Whatever little has transpired off the Reds’ transfer window has been done centred around Coutinho’s position in the team. So Klopp can ill-afford to lose the player at this crucial period.
The 25-year-old missed the Watford game due to a back injury and is expected to sit out for the big Champions League qualifying game against Hoffenheim as well. Drawing the attention to Saturday’s performance, it was clear that Liverpool missed a creative presence in the centre of the park.
Georginio Wijnaldum had a forgettable afternoon for the Reds. He was wasteful in possession, squandered a golden opportunity to send the Reds two goals clear and was even culpable for the late Watford equalizer.
Emre Can and Jordan Henderson are more adept at the holding midfield roles and don’t have the ability to pull a rabbit out of the hat like Coutinho does. But as mentioned time and again before, the Reds aren’t and cannot afford to be a one-man team and need to learn to work without overly being reliant on key individuals. So only time can tell what happens between now and the end of the transfer window.
Klopp’s Substitutions To Blame?
The Liverpool defence can get all the criticism, but it wouldn’t be completely amiss to afford Klopp some of the blame for his substitutions yesterday.
The trio of Divock Origi, James Milner and Joe Gomez who came on for Firmino, Salah and Trent Alexander-Arnold respectively did virtually little of note during their time on the pitch as compared to the highly influential players they replaced.
Klopp’s decision to take off 3 of the 4 players who did exceptionally well on the day may have been done keeping Tuesday’s Champions League qualifier in mind but when the team has gotten through 80 minutes and is still hanging by the skin of the teeth, he could have chosen to keep the key players till the game was truly done and dusted.
Watford saw more of the ball and more opportunities following the Reds’ substitutions and eventually earned their equalizer late on in the game, albeit in a controversial manner. There are certainly issues beyond just transfers that Liverpool need to solve in order to sort their results out.
Questions have to be thrown at the Reds’ zonal marking approach and the coaching that goes behind setting up the defenders. It’ll have been two years since Klopp took over this October and we’re still looking at a side that struggles against smaller teams, set pieces and look vulnerable at the back.
“Win the Small Battles”
It mostly certainly hasn’t been some of the most pleasant days in charge of Liverpool for Klopp with all the drama and speculation surrounding Coutinho’s future, Liverpool’s transfer window and their opening day result.
But, the German must quickly regroup his squad and keep them in good shape and frame of mind ahead of the massive game against Hoffenheim on Tuesday. Champions League football is on the line for Liverpool and qualification to the group stage could be a huge boost at this stage for the club.
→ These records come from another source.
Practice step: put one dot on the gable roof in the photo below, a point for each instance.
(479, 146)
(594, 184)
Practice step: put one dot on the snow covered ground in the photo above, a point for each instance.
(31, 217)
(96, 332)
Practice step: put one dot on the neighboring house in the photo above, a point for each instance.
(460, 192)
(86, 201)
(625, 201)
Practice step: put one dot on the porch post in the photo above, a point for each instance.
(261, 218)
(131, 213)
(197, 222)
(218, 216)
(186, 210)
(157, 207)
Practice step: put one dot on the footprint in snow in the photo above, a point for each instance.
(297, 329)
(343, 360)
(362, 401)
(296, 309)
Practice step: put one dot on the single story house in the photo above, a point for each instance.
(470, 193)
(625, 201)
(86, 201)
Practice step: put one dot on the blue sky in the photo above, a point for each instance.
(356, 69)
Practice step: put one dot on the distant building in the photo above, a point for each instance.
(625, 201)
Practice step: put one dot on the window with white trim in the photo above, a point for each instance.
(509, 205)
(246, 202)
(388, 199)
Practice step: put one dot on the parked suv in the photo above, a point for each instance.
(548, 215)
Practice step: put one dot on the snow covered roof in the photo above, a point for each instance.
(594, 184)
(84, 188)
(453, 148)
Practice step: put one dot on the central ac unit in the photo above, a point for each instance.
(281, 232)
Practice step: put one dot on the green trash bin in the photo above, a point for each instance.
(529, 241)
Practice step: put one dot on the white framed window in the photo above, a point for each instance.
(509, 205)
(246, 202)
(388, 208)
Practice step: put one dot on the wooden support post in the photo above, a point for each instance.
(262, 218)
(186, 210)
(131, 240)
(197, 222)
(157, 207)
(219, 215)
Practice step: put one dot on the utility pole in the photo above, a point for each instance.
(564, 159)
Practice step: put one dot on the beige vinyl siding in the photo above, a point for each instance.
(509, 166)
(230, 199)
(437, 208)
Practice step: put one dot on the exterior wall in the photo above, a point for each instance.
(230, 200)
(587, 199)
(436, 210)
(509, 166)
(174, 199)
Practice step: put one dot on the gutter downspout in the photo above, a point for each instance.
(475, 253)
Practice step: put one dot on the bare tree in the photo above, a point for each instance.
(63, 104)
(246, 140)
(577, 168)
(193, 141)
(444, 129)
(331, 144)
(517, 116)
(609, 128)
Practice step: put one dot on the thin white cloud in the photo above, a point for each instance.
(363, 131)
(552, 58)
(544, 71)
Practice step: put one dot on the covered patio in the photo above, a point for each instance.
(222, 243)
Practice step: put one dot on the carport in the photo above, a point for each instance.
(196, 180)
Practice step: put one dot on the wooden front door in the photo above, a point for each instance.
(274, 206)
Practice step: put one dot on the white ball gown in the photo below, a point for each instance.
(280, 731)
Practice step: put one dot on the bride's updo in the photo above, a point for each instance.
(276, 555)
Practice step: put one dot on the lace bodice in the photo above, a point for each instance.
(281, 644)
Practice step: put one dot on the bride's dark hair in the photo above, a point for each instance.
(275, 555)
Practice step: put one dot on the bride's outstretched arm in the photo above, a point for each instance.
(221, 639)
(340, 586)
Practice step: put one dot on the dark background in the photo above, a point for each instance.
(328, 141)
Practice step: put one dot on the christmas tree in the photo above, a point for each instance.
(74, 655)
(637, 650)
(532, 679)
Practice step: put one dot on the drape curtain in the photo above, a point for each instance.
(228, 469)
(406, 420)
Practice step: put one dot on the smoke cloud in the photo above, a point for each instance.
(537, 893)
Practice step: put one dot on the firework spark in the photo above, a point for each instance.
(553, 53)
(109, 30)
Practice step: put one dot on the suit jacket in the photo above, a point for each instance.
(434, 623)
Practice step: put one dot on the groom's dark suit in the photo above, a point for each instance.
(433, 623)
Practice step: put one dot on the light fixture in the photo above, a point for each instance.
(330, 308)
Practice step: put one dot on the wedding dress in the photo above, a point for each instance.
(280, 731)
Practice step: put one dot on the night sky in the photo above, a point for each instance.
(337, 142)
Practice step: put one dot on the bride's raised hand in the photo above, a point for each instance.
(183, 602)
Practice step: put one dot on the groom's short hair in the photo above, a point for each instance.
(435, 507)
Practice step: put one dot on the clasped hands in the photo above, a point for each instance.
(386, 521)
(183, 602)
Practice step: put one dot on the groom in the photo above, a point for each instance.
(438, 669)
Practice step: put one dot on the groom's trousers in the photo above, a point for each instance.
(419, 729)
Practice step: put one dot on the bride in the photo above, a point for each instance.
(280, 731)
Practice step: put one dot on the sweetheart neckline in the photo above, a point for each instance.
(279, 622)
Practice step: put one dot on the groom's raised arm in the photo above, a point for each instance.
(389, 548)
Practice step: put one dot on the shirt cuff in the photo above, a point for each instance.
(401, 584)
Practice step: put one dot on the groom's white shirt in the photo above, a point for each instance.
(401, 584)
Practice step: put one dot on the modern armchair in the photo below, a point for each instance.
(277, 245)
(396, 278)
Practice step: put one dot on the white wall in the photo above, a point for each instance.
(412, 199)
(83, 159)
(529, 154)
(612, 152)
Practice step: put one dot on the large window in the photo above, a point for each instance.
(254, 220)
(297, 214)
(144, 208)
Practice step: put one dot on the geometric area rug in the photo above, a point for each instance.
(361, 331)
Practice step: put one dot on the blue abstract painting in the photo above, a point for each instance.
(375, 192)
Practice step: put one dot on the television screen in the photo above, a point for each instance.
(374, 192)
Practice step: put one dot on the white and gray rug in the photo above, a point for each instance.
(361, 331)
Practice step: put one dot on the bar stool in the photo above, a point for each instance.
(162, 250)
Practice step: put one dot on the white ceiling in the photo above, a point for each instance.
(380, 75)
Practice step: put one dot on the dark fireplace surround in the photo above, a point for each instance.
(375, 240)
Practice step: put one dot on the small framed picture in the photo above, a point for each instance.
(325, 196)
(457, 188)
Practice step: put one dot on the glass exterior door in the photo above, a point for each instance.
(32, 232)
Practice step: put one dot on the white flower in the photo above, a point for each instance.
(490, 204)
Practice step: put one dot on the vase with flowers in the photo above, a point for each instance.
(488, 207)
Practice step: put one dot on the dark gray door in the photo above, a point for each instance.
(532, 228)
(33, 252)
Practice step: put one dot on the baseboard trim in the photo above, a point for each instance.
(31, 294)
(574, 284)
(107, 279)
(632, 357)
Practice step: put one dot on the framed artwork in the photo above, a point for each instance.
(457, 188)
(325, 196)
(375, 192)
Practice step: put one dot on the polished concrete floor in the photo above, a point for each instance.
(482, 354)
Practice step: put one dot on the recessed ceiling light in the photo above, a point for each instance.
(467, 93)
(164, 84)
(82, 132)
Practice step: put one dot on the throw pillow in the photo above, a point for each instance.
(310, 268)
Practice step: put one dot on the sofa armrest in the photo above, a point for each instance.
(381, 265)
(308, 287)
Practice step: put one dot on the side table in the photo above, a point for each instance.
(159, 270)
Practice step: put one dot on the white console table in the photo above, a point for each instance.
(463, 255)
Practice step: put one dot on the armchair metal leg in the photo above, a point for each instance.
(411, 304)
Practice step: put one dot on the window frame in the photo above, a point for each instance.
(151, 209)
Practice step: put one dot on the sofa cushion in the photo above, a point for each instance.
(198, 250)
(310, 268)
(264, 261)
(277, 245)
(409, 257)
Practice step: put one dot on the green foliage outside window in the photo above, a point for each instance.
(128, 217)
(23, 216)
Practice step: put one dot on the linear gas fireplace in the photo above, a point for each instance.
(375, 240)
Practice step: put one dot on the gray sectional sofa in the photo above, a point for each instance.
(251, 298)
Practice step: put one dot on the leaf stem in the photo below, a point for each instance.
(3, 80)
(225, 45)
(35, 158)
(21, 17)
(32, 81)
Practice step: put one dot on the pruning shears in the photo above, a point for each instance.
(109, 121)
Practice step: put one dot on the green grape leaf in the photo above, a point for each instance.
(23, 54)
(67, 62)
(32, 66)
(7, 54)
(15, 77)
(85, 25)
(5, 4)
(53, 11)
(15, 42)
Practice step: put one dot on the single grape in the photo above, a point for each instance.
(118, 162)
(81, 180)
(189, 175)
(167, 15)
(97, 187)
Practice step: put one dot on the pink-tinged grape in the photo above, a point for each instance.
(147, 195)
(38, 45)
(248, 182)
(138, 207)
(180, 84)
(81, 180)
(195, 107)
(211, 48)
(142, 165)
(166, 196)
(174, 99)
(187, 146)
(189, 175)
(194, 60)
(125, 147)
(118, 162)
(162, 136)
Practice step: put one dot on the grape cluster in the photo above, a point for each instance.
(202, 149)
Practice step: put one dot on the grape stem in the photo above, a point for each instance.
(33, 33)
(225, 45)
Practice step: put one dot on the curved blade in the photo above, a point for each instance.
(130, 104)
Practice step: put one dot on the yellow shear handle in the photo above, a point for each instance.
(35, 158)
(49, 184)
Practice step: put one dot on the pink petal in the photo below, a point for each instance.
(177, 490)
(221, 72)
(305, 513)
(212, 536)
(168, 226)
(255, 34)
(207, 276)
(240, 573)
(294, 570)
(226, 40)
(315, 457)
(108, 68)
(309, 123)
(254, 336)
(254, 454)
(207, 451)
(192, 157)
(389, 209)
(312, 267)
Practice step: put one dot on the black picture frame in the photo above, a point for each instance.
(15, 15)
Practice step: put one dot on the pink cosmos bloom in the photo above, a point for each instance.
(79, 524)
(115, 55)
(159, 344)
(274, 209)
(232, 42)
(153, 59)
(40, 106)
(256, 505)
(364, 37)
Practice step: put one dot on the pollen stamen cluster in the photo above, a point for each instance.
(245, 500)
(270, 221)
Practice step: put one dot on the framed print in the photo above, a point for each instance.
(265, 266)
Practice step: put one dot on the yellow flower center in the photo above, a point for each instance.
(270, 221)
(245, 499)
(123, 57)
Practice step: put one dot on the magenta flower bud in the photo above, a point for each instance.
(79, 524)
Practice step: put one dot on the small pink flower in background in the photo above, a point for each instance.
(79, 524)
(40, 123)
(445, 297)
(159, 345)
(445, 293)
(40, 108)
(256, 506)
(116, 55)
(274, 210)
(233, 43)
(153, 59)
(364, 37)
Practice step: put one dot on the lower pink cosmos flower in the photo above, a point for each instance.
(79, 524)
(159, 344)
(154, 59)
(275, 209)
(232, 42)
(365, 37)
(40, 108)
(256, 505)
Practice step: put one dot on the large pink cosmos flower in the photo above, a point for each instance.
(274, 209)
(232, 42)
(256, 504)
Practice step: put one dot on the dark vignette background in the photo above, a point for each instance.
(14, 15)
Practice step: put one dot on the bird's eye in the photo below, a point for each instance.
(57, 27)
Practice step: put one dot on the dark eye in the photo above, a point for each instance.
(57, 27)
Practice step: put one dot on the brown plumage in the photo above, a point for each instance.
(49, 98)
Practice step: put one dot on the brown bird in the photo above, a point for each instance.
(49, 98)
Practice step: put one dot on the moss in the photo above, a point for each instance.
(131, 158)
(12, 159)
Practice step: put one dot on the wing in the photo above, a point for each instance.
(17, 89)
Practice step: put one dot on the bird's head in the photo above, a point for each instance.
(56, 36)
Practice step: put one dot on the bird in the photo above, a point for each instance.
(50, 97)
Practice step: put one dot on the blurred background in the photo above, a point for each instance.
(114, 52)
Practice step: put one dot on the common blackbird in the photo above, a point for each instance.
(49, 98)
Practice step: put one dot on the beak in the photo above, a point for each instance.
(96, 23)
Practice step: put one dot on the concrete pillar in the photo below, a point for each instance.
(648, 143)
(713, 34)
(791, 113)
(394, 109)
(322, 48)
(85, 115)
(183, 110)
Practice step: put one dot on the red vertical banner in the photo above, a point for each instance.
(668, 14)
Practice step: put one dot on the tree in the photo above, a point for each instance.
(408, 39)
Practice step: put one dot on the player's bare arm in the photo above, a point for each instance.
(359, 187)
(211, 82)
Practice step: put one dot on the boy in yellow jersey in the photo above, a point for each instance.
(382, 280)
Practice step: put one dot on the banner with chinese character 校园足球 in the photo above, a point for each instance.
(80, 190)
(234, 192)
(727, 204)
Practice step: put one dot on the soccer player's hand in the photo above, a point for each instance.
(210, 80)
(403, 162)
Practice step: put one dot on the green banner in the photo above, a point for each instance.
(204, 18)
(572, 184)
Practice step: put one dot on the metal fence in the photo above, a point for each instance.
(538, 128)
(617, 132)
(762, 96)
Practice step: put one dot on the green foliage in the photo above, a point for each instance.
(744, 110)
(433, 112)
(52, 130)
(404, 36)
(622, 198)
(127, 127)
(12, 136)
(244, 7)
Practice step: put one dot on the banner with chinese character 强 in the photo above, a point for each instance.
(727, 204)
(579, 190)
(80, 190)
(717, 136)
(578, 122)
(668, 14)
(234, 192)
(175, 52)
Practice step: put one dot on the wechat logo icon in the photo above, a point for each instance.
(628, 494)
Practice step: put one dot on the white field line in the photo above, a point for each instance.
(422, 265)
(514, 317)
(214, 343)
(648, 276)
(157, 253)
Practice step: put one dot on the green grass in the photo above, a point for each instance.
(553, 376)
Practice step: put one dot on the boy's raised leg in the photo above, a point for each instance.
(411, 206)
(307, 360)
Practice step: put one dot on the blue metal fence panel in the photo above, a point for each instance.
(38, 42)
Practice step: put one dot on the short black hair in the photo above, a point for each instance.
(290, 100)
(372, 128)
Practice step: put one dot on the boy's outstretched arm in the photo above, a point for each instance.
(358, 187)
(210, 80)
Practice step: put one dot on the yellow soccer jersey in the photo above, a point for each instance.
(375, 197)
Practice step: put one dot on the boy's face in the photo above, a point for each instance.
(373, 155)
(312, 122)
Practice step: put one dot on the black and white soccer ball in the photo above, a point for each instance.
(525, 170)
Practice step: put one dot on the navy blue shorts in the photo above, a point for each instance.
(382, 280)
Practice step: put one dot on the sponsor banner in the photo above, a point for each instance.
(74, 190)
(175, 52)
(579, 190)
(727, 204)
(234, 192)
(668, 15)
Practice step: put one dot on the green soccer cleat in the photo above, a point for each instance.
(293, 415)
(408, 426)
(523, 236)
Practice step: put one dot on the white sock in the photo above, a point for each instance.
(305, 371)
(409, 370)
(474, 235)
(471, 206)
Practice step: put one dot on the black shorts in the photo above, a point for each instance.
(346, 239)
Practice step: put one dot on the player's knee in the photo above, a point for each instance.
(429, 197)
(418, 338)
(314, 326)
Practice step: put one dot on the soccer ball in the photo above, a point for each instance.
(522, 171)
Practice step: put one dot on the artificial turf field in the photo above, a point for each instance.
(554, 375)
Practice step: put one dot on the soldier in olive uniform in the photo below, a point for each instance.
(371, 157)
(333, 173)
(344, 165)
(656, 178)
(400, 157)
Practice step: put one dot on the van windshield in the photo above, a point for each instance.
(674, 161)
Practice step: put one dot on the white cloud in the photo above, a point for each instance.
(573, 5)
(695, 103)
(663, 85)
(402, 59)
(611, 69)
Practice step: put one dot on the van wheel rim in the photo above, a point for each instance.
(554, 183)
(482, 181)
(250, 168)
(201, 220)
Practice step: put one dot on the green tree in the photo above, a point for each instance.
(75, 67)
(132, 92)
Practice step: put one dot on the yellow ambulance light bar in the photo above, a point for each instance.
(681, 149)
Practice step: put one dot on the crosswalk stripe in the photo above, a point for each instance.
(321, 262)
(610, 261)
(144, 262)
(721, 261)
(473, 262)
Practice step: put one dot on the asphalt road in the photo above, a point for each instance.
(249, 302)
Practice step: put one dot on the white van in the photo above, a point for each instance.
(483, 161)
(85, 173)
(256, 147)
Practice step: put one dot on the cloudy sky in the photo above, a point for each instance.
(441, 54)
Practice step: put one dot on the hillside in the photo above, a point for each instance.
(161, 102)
It’s just the beginning of what is another long football season and therefore the fans and, most importantly, the players mustn’t be bogged down by the latest state of affairs. Small wins like signing reinforcements in the transfer window, holding on to Coutinho and securing a Champions League place could be the ideal lift for the players and the manager himself.
All the negatives aside, there is still a lot to be optimistic about this Liverpool team and it is probably only a matter of time before things come together. But, Klopp more than anyone will understand that even continued promise of improvement has an expiry date and that the problems on the pitch have to be addressed quickly.